There is also a scale question. MrBeast's thumbnail testing program, retention engineering, and production budgets are not replicable by a creator just starting out. He optimizes using resources that simply do not exist at the indie creator level.
But there are things in his approach that absolutely do scale down:
Study your retention curves. YouTube Studio shows you exactly when people stop watching your videos. This is free information. Looking at this data and asking "why did people leave here?" is available to any creator.
Test your thumbnails. You cannot run a focus group of thousands, but you can post your thumbnail options to your own social media, ask which one makes people more curious, or use free tools like Canva's social preview to get feedback.
Deliver your premise. Whatever your title or thumbnail promises, deliver it. This sounds obvious, but a huge amount of poor retention data is directly attributable to content that doesn't deliver on what its packaging promised.

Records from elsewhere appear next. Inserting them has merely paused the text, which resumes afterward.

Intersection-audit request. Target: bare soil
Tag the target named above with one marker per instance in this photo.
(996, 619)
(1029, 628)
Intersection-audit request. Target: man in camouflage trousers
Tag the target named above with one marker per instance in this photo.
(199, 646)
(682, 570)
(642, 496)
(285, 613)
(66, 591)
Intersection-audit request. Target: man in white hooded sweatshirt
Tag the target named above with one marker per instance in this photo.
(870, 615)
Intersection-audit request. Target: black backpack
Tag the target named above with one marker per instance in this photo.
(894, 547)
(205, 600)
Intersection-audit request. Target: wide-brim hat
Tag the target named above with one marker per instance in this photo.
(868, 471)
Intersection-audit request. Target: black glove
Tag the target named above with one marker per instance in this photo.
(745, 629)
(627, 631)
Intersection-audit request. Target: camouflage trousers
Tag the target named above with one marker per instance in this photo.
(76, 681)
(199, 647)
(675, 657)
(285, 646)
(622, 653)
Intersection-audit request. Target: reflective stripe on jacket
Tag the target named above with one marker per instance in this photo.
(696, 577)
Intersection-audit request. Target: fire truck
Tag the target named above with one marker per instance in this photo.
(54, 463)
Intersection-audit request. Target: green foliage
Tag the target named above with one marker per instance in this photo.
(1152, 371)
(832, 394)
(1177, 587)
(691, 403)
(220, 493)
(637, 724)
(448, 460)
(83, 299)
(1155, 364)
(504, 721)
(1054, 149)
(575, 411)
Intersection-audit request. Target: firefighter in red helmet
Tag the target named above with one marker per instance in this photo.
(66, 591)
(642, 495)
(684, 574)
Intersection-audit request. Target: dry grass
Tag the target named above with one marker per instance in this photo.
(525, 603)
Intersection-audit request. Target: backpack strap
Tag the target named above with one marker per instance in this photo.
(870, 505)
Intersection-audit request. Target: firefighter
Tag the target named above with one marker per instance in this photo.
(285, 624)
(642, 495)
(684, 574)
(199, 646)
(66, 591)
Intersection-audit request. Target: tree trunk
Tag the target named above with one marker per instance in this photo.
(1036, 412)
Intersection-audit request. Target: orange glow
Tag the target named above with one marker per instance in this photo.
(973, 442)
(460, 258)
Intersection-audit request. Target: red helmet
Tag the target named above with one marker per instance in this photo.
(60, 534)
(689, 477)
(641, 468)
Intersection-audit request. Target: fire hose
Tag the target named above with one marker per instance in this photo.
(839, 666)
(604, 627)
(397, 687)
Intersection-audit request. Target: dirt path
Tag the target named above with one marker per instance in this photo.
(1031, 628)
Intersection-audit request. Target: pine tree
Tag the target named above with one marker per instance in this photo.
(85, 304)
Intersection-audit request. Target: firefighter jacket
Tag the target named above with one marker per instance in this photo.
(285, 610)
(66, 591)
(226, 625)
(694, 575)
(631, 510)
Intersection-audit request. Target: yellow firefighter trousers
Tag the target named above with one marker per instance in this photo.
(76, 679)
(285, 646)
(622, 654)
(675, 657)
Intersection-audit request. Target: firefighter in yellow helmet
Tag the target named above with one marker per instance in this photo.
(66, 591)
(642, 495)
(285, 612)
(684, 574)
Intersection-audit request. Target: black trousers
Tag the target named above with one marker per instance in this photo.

Think about curiosity architecture. What question does your content create in the first 30 seconds that the viewer needs to stay until the end to resolve? Even a 60-second TikTok benefits from this thinking.
The Deeper Lesson
MrBeast is, in the context of this chapter, an extreme data point. He has built an institution dedicated to understanding and optimizing for YouTube's algorithm, and it has made him extraordinarily successful by any financial or reach-based measure.
But studying him reveals something important: the algorithm can be understood, and that understanding can be systematically applied. You don't have to approach algorithm optimization with the aggressive, total-commitment methodology MrBeast uses. But the underlying intellectual project — learning what the algorithm rewards, understanding why it rewards those things, and producing content that is genuinely engaging while also fitting the platform's logic — is available to any creator who takes it seriously.
The constraint is not access to information. The constraint is willingness to treat your creative practice as something worth studying analytically, not just experiencing intuitively.
Marcus Webb, with 47,000 subscribers and a $50 production budget per video, did exactly that. The scale is different; the intellectual approach is the same.